This leads us to disclosure, and this is where it can get difficult. Courts tend to reject general or unfocused disclosure requests during criminal proceedings as ‘fishing expeditions’.

Rather, a person challenging evidence derived from a computer must specifically identify the issue to which the disclosure request is relevant. In practice, the defence is often unable to demonstrate relevance because they will not have been privy to the circumstances in which the system in question is known to fail or has failed. Or because it is not immediately obvious there has been any such failure.

Before we go on, what is disclosure?

If we are talking about standard disclosure, this is where each party is obliged to provide to their opponents a list of all documents which both:

  • Help or hinder the case of any party
  • Are, or have been, in the party's control

A party is also obliged to permit inspection of the disclosed documents within their control, unless they have a right or a duty to withhold inspection, or inspection would be disproportionate to the matters in issue.

Can a prosecutor keep information about bugs secret and leave the defence to flounder in the dark?

The solicitor has a duty to ensure that all disclosable documents are made available to the court.

What can happen if a company is found to have misled a court by not disclosing or disclosing misleadingly?

Usually, parties to litigation in England disclose documents to each other by way of a list of documents, and a disclosure statement must verify this list. This is a statement made by the party disclosing the documents that:

  • Sets out the extent of the search that has been made to locate documents which they are required to disclose
  • Certifies that they understand the duty to disclose documents
  • Certifies that to the best of their knowledge, they have carried out that duty

A suspicion that documents that should have been disclosed have been withheld is, in effect, a suspicion that a false disclosure statement has been signed. Contempt proceedings may be brought against a person who makes, or causes to be made, a false disclosure statement without an honest belief in its truth.

What could happen when AI-based evidence appears at a criminal trial? AI systems can be so complex that their makers can’t explain how they came to a conclusion. If the law on computer evidence stays as it is, could we end up with a defendant having to prove the AI was wrong, and the prosecution remaining unable to explain how the system works?

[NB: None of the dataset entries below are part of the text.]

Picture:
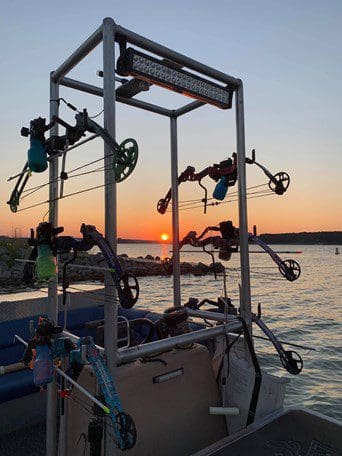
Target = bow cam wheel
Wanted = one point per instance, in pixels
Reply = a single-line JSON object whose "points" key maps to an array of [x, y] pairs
{"points": [[279, 183]]}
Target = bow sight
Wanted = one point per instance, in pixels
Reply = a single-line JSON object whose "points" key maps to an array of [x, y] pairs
{"points": [[125, 155]]}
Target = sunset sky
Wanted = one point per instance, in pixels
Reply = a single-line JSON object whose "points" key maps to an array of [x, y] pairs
{"points": [[286, 52]]}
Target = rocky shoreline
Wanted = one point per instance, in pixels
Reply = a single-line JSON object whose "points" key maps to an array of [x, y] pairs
{"points": [[11, 271]]}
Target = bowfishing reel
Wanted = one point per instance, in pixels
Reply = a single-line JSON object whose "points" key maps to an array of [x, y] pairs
{"points": [[37, 153], [39, 351], [43, 253]]}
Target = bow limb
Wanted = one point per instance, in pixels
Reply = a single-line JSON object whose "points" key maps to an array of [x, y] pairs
{"points": [[23, 177]]}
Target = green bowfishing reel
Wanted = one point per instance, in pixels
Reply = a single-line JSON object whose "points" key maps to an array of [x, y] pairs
{"points": [[37, 153], [46, 268], [125, 160]]}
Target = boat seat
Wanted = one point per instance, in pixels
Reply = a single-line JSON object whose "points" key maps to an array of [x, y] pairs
{"points": [[171, 416]]}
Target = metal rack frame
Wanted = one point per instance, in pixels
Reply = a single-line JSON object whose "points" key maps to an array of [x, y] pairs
{"points": [[108, 34]]}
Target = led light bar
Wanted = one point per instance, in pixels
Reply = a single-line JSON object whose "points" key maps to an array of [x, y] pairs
{"points": [[154, 71]]}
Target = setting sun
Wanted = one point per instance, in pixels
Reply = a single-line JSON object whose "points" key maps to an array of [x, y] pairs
{"points": [[164, 237]]}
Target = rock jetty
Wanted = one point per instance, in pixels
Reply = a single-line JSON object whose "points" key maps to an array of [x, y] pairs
{"points": [[11, 271]]}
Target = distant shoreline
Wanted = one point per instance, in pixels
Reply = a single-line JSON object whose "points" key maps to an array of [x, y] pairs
{"points": [[303, 238]]}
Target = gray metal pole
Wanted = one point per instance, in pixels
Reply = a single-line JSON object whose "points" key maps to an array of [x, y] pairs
{"points": [[81, 52], [51, 413], [110, 305], [110, 337], [94, 90], [175, 213], [245, 302]]}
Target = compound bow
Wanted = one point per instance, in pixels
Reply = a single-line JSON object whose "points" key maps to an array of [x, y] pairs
{"points": [[225, 174], [46, 244], [125, 155], [228, 243]]}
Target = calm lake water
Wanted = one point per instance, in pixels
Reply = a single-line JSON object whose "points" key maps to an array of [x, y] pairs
{"points": [[307, 312]]}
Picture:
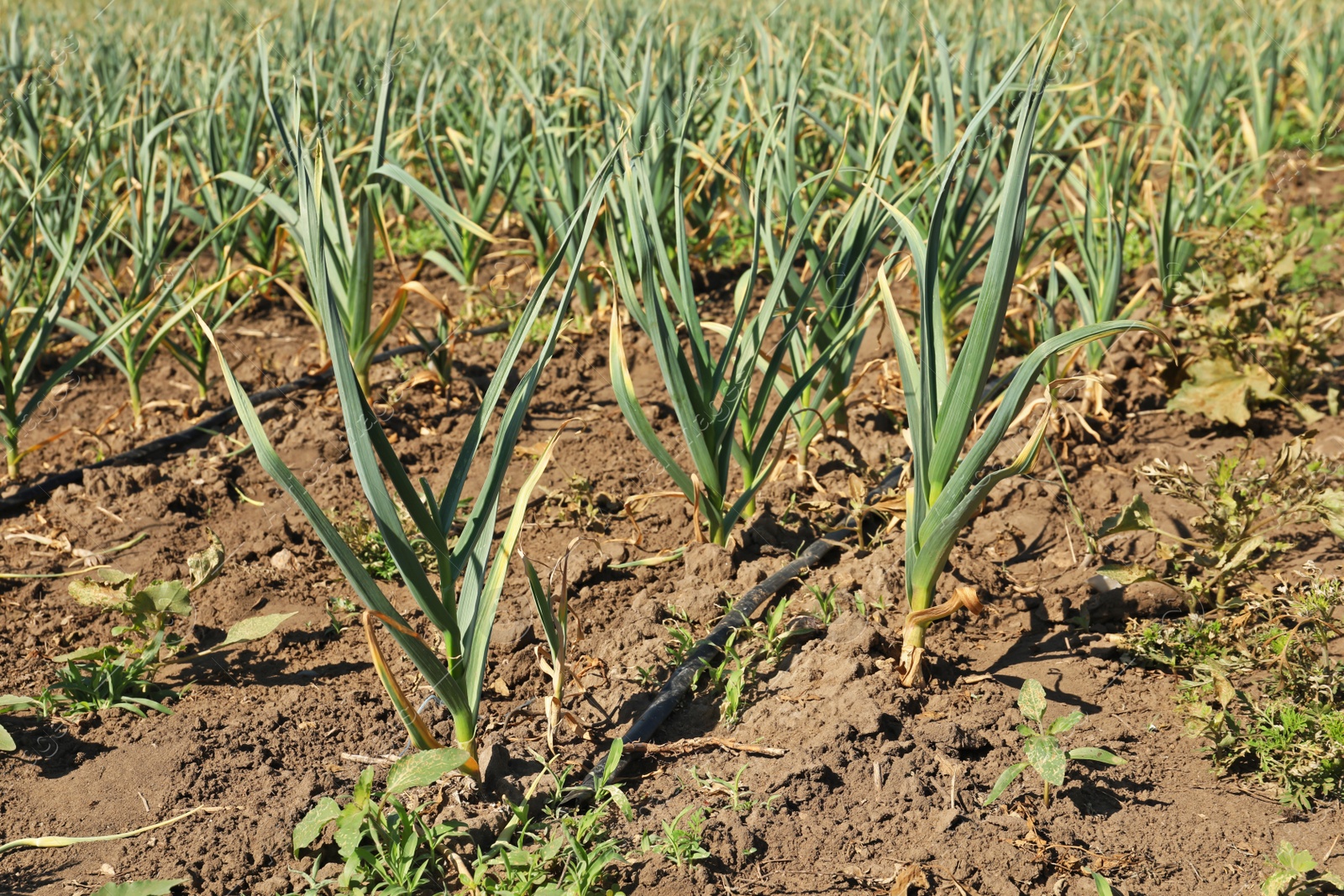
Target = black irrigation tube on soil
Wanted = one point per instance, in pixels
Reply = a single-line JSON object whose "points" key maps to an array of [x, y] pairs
{"points": [[42, 490], [679, 684]]}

In the EU this may not be as problematic as it seems. Under the EU AI Act, providers and deployers of so-called ‘high-risk’ AI systems will be subject to significant regulatory obligations when the act takes effect, with enhanced thresholds of diligence, initial risk assessment and transparency. In addition, the act contains a long list of examples cited in which AI systems used in a law enforcement context could be considered ‘high-risk’ AI. The list includes AI systems intended to be used to assess individuals’ risks of offending or re-offending. It also covers AI systems used to evaluate the reliability of evidence in criminal investigations or prosecutions, or for profiling individuals in the course of detection, investigation or prosecution of criminal offences.

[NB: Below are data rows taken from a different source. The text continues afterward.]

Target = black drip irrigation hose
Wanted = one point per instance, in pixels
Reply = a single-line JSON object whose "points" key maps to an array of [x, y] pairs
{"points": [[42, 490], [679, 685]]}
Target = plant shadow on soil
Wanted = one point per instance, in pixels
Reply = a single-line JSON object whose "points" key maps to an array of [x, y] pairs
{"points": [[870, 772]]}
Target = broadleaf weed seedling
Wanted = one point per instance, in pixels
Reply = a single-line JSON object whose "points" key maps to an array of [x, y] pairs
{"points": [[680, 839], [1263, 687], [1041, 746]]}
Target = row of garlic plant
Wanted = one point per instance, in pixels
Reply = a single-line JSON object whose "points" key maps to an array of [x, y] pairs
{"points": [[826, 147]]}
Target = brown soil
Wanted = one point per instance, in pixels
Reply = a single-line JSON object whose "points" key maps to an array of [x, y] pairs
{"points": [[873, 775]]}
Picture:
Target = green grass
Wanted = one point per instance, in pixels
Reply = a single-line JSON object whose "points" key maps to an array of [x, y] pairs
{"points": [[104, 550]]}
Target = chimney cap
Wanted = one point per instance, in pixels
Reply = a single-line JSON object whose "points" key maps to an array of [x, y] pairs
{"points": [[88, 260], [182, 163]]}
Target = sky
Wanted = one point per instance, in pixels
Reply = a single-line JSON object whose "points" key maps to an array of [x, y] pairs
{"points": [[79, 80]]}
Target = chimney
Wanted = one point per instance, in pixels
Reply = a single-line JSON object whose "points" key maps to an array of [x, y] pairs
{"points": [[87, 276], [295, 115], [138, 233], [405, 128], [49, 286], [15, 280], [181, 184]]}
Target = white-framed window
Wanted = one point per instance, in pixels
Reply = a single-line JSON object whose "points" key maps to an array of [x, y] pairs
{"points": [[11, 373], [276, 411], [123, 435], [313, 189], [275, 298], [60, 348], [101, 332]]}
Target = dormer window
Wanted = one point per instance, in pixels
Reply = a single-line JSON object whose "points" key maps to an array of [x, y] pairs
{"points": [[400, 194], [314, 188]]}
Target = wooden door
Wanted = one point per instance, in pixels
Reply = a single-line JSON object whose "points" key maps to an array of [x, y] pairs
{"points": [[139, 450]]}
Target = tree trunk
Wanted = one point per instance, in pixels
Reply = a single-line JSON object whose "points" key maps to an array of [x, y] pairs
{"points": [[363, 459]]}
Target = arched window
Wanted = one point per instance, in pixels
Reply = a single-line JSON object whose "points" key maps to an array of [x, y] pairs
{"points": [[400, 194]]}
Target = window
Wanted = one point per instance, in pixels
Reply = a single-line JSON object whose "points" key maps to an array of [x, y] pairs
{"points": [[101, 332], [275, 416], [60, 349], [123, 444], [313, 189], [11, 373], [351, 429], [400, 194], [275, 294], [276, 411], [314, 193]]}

However, in the UK, the use of AI-based evidence is likely to be problematic if the law of evidence remains unchanged and/or AI specific legislation is not introduced.

Finally, how did you become involved with BCS?

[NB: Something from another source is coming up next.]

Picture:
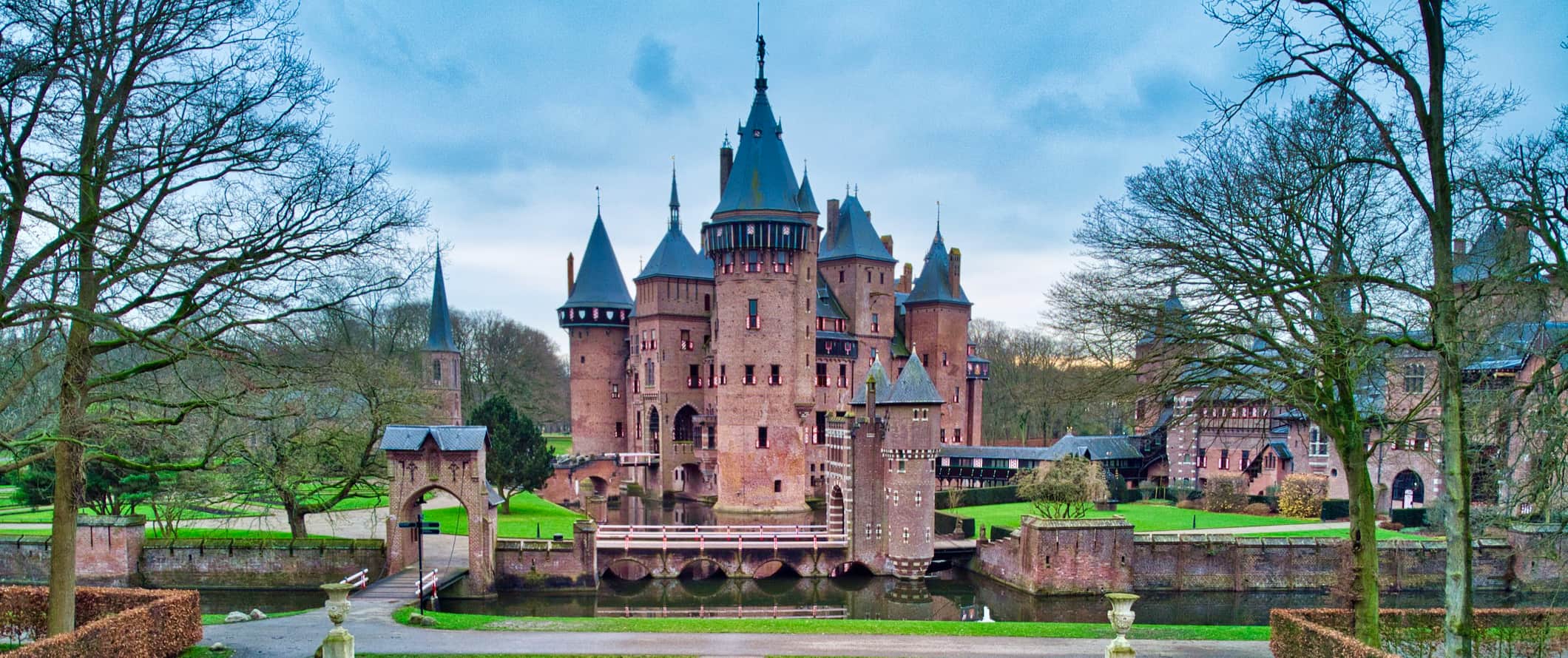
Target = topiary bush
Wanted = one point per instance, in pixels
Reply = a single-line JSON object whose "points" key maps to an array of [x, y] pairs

I first got involved with BCS when I was asked to speak at an event many years ago! I think that went well (as I continued to get asked to speak at other BCS events). I then applied for membership, eventually gaining Chartered IT Professional Status and Fellowship. I continued to speak at various BCS event and then in 2016 decided I wanted to ‘give something back’. I got elected to the BCS Council in 2016 and have remained on Council until 2024 (including 1 year as Vice-Chair). I was also a Council elected Trustee of BCS from 2019 to 2024.